Along the way, I've seen hundreds of business plans, business models and wine related concepts and much of my social circle became people in the wine business.  

As the inquisitive consultant, I asked a lot of questions and noticed a couple trends that led me to the conclusion that the wine industry needs more resources dedicated to the practical aspects of owning and operating a successful wine business.

One of the trends I've noticed is that the wine business is filled [mostly] with people who are genuinely passionate about wine.  This may sound rather intuitive and obvious, but consider the vast majority of industries and jobs where people are generally much less enthusiastic about the products. When was the last time your banker friend posted a picture on Facebook holding up a new debit card and proclaiming a great day?

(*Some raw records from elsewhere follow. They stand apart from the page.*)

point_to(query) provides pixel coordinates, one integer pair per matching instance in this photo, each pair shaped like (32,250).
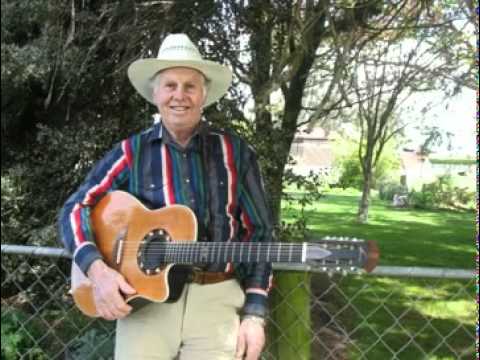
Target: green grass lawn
(394,317)
(405,237)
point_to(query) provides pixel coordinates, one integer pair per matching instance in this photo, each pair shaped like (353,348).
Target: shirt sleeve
(257,224)
(75,230)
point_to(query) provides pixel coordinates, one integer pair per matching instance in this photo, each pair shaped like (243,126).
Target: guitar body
(155,250)
(123,227)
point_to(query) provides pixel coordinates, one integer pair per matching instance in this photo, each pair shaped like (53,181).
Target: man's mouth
(179,108)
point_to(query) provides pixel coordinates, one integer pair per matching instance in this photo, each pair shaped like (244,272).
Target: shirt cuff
(255,304)
(85,255)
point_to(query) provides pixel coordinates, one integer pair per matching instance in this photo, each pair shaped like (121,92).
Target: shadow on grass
(405,237)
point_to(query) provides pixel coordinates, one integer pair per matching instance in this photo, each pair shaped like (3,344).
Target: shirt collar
(160,133)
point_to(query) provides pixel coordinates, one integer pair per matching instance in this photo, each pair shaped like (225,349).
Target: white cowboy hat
(177,50)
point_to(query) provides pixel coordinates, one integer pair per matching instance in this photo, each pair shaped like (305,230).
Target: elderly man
(181,160)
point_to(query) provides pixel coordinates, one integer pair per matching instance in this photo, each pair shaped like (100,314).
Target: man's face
(179,94)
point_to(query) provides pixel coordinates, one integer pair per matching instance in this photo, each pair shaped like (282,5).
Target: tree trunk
(362,215)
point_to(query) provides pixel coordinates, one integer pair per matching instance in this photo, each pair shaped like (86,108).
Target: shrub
(442,193)
(16,340)
(386,190)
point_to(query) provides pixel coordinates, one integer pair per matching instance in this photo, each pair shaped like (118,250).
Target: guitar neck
(219,252)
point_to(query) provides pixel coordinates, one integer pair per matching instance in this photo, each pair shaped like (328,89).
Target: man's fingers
(125,287)
(240,346)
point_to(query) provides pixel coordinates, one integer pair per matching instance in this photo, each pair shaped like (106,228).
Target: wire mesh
(349,316)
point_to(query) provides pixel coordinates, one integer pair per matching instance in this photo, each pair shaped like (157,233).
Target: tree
(383,72)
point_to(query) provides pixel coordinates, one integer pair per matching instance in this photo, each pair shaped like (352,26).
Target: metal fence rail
(392,313)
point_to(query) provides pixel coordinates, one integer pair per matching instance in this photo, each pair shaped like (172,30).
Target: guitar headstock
(346,254)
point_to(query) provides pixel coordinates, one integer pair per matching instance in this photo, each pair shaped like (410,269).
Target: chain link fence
(392,313)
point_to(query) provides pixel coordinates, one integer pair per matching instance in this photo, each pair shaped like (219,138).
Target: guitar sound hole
(151,253)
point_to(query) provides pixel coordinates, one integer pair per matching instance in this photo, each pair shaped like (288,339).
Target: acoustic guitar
(155,250)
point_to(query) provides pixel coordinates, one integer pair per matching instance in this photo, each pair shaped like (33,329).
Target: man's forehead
(184,72)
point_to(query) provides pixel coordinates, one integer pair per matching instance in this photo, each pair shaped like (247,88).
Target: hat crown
(178,47)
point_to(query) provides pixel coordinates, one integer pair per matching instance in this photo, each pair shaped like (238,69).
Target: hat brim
(142,71)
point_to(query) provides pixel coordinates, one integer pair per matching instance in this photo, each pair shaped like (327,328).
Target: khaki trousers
(202,325)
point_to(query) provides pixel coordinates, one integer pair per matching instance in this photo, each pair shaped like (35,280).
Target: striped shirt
(157,171)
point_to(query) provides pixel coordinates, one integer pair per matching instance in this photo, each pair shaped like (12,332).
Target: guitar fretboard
(218,252)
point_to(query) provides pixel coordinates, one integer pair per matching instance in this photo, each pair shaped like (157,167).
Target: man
(181,160)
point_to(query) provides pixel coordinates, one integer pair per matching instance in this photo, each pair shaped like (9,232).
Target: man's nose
(179,93)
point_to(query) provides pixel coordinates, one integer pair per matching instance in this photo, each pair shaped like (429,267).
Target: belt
(207,277)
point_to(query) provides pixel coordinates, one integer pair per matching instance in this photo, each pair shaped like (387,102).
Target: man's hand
(251,338)
(109,285)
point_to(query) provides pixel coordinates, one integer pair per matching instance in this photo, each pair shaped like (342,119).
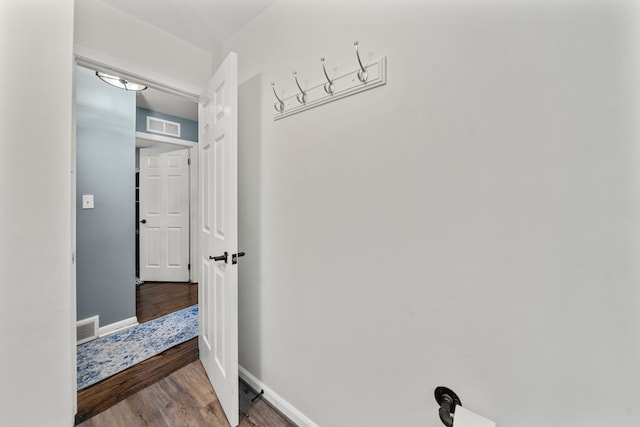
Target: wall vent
(164,127)
(87,329)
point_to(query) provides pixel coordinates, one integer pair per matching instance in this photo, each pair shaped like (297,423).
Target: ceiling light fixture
(120,82)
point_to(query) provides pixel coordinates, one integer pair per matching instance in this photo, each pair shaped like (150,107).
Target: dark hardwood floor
(153,300)
(171,388)
(185,398)
(156,299)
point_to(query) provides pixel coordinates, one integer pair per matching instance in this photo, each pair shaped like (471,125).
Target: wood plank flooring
(185,398)
(156,299)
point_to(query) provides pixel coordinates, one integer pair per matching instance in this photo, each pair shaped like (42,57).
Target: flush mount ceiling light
(119,82)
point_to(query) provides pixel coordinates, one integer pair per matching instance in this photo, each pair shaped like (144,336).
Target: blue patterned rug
(101,358)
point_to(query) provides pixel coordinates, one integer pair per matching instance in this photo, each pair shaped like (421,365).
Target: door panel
(219,235)
(164,206)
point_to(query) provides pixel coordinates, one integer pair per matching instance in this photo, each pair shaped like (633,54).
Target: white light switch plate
(87,201)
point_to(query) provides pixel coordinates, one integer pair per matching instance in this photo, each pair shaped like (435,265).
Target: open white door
(218,292)
(164,215)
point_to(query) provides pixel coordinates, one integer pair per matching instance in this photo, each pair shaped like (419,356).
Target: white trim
(100,62)
(276,400)
(165,139)
(194,250)
(117,326)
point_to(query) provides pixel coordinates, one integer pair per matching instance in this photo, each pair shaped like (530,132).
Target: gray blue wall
(105,239)
(188,128)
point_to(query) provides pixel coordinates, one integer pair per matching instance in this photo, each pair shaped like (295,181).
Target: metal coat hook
(302,96)
(279,106)
(328,87)
(362,72)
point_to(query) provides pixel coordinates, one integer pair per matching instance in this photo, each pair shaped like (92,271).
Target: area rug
(106,356)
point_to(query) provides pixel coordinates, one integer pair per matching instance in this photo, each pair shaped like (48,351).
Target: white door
(218,292)
(164,215)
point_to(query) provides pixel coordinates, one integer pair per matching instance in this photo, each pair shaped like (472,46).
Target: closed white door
(164,215)
(218,230)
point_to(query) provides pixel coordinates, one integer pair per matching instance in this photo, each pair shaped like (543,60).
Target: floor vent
(87,329)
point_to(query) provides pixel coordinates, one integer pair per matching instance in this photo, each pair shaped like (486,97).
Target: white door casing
(218,229)
(164,215)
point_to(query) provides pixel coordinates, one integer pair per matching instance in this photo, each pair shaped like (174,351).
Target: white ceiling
(203,23)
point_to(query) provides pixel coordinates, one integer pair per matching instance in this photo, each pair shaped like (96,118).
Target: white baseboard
(117,326)
(276,400)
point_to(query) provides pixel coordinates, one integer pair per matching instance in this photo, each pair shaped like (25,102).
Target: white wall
(474,223)
(110,32)
(37,354)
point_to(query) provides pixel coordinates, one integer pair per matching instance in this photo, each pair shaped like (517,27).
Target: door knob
(220,257)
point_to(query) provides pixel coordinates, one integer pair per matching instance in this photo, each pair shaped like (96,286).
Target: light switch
(87,201)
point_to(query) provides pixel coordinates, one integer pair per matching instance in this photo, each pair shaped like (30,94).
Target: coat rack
(364,77)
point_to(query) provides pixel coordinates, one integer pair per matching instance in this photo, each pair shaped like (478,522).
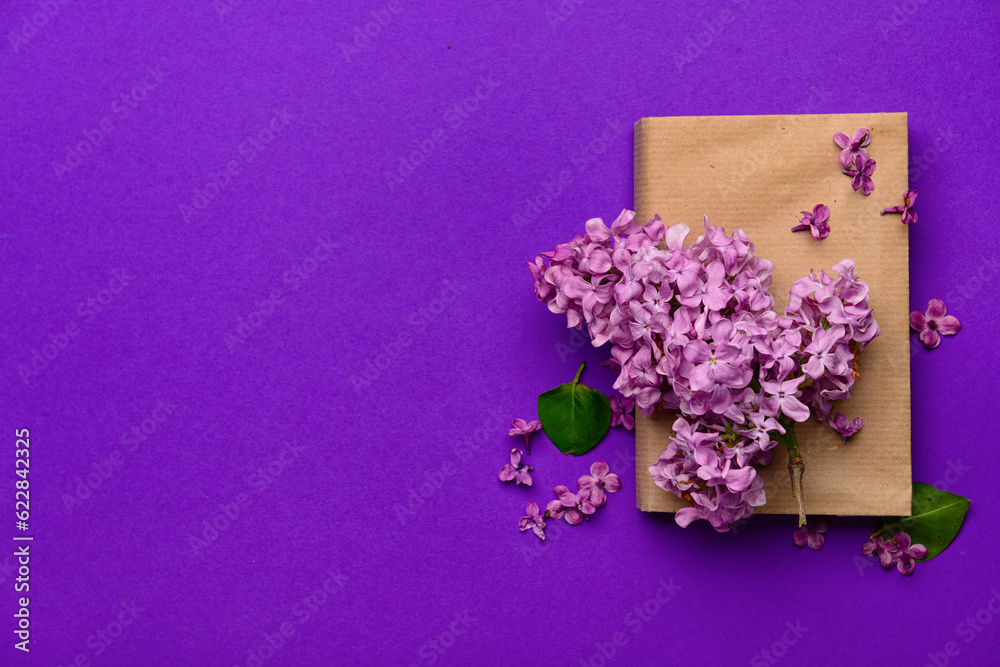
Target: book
(759,173)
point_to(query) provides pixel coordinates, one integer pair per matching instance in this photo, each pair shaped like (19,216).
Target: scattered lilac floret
(899,551)
(573,507)
(852,146)
(815,222)
(909,215)
(811,534)
(861,172)
(525,428)
(533,521)
(933,323)
(846,429)
(600,480)
(621,412)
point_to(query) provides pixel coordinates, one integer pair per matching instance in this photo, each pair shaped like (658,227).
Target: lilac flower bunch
(693,330)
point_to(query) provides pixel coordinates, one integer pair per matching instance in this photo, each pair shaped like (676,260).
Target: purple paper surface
(266,316)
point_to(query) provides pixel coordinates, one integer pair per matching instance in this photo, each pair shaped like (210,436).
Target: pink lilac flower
(692,329)
(933,323)
(881,548)
(525,428)
(783,398)
(811,534)
(574,507)
(861,172)
(846,429)
(515,470)
(533,521)
(601,479)
(621,412)
(909,215)
(815,222)
(853,147)
(907,553)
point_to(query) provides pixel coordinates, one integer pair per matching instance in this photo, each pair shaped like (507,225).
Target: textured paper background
(758,173)
(512,172)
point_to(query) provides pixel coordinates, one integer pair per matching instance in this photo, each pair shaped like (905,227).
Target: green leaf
(937,516)
(575,417)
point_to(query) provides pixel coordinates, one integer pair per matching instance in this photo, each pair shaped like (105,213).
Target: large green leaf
(937,516)
(575,417)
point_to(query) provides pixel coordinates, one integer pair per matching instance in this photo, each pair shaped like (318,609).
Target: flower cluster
(693,330)
(591,494)
(898,551)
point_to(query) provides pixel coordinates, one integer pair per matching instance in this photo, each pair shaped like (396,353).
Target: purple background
(427,285)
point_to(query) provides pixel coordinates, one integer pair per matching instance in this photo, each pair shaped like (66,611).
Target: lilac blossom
(515,470)
(525,428)
(861,172)
(600,480)
(533,521)
(882,549)
(692,328)
(907,553)
(621,412)
(815,222)
(574,507)
(899,551)
(909,215)
(933,323)
(853,147)
(810,534)
(846,429)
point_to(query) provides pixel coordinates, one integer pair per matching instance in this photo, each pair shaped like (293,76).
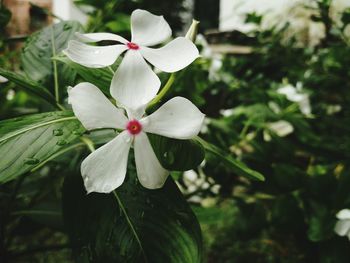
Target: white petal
(148,29)
(134,84)
(93,56)
(104,169)
(93,109)
(343,214)
(342,227)
(149,171)
(96,37)
(178,118)
(174,56)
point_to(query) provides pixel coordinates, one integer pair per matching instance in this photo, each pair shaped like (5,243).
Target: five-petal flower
(104,169)
(134,75)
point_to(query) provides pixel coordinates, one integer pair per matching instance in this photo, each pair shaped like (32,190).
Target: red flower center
(134,127)
(133,46)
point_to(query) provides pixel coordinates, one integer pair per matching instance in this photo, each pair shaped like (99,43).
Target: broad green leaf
(133,224)
(177,155)
(28,85)
(27,142)
(237,166)
(42,46)
(100,77)
(48,213)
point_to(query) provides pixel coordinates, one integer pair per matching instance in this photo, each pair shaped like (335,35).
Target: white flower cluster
(134,86)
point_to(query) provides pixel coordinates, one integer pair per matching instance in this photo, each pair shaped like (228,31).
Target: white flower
(297,95)
(280,128)
(3,79)
(134,73)
(342,228)
(104,169)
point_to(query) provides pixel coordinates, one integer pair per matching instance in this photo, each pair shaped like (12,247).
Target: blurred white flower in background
(215,58)
(280,128)
(342,227)
(197,182)
(3,79)
(277,13)
(297,95)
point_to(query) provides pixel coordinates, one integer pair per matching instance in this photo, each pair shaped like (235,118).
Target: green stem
(110,68)
(130,224)
(164,91)
(57,95)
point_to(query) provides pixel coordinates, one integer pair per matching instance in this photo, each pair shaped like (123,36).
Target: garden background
(273,81)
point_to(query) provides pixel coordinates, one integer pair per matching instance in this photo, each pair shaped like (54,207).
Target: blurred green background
(281,106)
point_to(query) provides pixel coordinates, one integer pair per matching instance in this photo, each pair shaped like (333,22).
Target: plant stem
(164,91)
(130,224)
(110,68)
(55,74)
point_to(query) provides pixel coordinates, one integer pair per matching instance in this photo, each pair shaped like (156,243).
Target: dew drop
(66,27)
(77,132)
(169,157)
(57,132)
(31,161)
(61,142)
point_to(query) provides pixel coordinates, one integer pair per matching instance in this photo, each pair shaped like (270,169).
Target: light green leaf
(101,77)
(237,166)
(28,85)
(26,142)
(132,225)
(42,46)
(177,155)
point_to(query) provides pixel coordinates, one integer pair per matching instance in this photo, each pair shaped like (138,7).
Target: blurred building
(27,17)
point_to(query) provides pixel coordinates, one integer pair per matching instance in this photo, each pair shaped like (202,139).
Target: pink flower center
(134,127)
(133,46)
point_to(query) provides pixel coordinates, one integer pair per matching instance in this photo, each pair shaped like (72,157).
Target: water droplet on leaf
(61,142)
(31,161)
(57,132)
(78,132)
(67,27)
(169,157)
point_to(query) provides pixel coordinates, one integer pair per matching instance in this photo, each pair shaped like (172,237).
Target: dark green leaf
(100,77)
(5,16)
(38,52)
(28,85)
(177,155)
(27,142)
(237,166)
(132,225)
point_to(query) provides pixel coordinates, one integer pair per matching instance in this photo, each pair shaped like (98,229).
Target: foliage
(287,218)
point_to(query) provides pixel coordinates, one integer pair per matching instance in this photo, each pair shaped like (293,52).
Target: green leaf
(27,142)
(177,155)
(132,225)
(38,52)
(29,85)
(5,16)
(101,77)
(237,166)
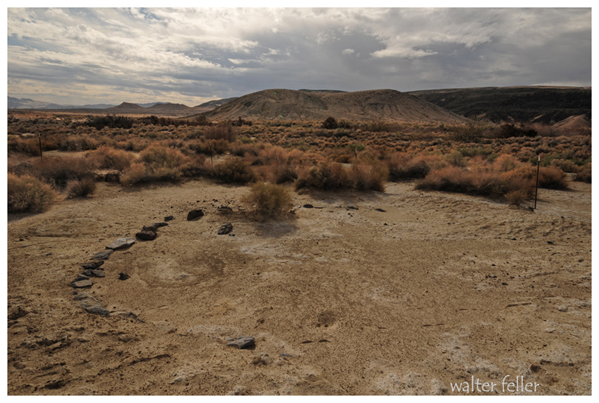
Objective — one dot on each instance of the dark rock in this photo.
(113, 176)
(104, 255)
(81, 284)
(242, 342)
(82, 276)
(225, 229)
(16, 313)
(193, 214)
(82, 295)
(146, 235)
(93, 265)
(121, 243)
(92, 305)
(154, 227)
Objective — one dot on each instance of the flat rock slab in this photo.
(121, 243)
(81, 284)
(146, 235)
(193, 214)
(154, 227)
(242, 342)
(92, 305)
(225, 229)
(104, 255)
(93, 265)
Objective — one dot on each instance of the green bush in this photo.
(268, 200)
(29, 194)
(234, 170)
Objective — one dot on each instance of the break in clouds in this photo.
(79, 56)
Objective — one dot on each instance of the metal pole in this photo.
(537, 188)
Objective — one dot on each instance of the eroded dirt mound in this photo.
(387, 105)
(397, 293)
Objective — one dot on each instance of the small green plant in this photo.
(268, 200)
(29, 194)
(234, 170)
(81, 187)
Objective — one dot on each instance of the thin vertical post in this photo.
(537, 188)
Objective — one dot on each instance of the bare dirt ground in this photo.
(437, 289)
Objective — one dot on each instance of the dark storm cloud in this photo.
(191, 55)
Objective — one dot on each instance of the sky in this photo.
(82, 56)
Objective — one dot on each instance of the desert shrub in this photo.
(549, 177)
(372, 176)
(111, 121)
(405, 167)
(77, 143)
(505, 163)
(517, 197)
(325, 176)
(107, 157)
(158, 156)
(222, 131)
(61, 170)
(234, 170)
(466, 133)
(456, 159)
(24, 146)
(330, 123)
(134, 174)
(268, 200)
(584, 175)
(211, 147)
(449, 179)
(565, 165)
(482, 182)
(81, 187)
(553, 178)
(510, 130)
(29, 194)
(196, 167)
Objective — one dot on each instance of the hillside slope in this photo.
(513, 104)
(386, 105)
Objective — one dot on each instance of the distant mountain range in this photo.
(543, 104)
(26, 103)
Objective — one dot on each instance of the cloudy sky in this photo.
(187, 55)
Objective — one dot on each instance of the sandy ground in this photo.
(438, 289)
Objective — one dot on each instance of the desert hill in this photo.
(513, 104)
(387, 105)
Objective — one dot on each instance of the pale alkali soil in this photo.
(451, 287)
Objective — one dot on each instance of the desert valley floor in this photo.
(434, 290)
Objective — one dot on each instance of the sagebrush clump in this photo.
(268, 200)
(29, 194)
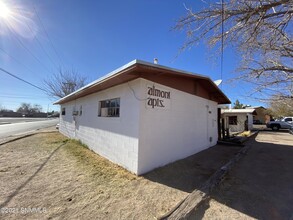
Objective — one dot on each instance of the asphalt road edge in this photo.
(192, 202)
(38, 131)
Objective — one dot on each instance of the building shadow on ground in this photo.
(192, 172)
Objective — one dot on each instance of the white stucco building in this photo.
(238, 120)
(143, 115)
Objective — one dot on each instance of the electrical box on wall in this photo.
(75, 113)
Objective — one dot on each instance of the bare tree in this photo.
(63, 83)
(260, 30)
(28, 109)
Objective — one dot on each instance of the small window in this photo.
(80, 110)
(232, 120)
(109, 108)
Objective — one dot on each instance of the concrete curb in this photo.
(23, 136)
(192, 202)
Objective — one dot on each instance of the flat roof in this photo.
(138, 69)
(233, 111)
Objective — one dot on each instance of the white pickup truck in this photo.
(284, 123)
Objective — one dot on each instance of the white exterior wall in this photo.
(187, 126)
(241, 118)
(113, 138)
(143, 138)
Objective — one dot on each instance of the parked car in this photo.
(284, 123)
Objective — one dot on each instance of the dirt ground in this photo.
(260, 186)
(47, 176)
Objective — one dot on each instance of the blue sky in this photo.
(94, 38)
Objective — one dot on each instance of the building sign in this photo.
(158, 98)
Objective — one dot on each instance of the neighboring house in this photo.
(143, 115)
(238, 120)
(261, 116)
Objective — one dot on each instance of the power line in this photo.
(22, 44)
(4, 51)
(39, 42)
(43, 26)
(222, 42)
(11, 74)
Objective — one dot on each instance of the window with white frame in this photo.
(232, 120)
(109, 108)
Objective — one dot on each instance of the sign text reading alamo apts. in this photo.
(158, 98)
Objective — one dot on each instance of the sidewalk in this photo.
(259, 186)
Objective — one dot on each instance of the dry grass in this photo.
(68, 181)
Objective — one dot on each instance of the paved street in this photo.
(23, 125)
(260, 185)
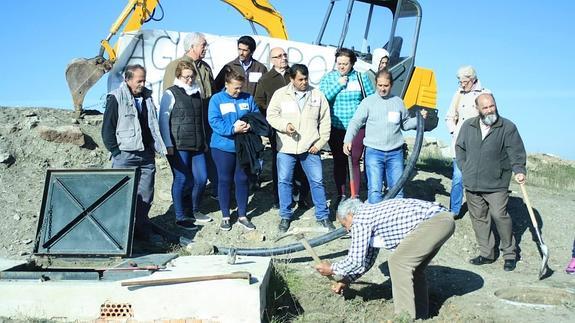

While this passion for wine is usually a prerequisite for entering the wine business, a solid background in key aspects of business... finance, marketing, strategy and operations... is however, not required.  I've seen too many instances where a disregard for business fundamentals, either intentionally or otherwise, has led to difficult circumstances for even the most passionate wine professionals.

The reverse can also be true when someone takes a very methodical and purely business-oriented approach to the wine industry without the important element of passion.  The result can be a very bland offering that fails to speak to the right audience.

Luckily, it is a lot easier to learn the business side, or augment your team with proper business fundamentals, than it is to teach someone to be passionate about wine if it does not come naturally.  

Step number one to starting or running a successful wine business is to embrace the passion for wine and recognize where the business skills may be lacking.

My goal with this blog is to highlight many of the topics that are important to a successful wine business and create a practical guide that can be applied by anyone.  

By sharing my learnings, failures and successes I hope to help more wine entrepreneurs reach their business goals.